Peruvian Literature: Silvio in the Rose Garden


Silvio in the Rose Garden
Julio Ramón Ribeyro

The stories in this collection are inhabited by a bunch of losers and outsiders: dejected loners, anonymous employees, hopeless crooks, impoverished aristocrats. With an ironic and disenchanted style, Julio Ramón Ribeyro situates his creatures at the brink of a crucial moment: a last chance to leave their dull and marginal existences. The chance is however an illusion, as they are inevitably overwhelmed by their own weaknesses or swept away by an oppressive social environment. In the end, as we can deduce from the story that entitles the volume -probably Ribeyro's best-, the only dignity these characters can aspire to is a lucid consciousness of their own marginality.

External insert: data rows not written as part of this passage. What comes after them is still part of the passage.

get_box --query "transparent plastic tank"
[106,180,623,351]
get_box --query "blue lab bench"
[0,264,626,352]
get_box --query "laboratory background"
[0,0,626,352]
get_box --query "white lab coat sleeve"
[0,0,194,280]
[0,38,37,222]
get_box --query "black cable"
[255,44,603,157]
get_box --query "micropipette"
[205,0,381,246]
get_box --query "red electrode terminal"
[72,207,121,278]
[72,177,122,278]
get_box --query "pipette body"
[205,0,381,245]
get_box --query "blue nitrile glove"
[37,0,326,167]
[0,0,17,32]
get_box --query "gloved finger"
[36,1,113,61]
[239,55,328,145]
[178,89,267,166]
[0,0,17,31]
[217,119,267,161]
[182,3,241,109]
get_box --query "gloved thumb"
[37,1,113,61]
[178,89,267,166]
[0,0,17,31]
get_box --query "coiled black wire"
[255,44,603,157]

Many of the stories are set in Lima, which appears a city besieged by poverty, discrimination, and violence. However, a nostalgic breeze alleviates the gloomy atmospheres, in particular when Ribeyro evokes Miraflores, the district of his childhood and youth.

Acclaimed as one of Latin American best storytellers, recognition arrived just too late for Julio Ramón Ribeyro. He won the prestigious Juan Rulfo award in 1994, a few months before his death. A marginal himself, just as the characters he depicted, he let his alter ego Luder remark: "I'm like a third division football player. I scored my best goals on a dusty field of the suburbs, in front of four drunk fans that remember nothing".

Unfortunately -as couldn't be otherwise with Ribeyro-, few of his books have been translated into English, and this one is a hard find.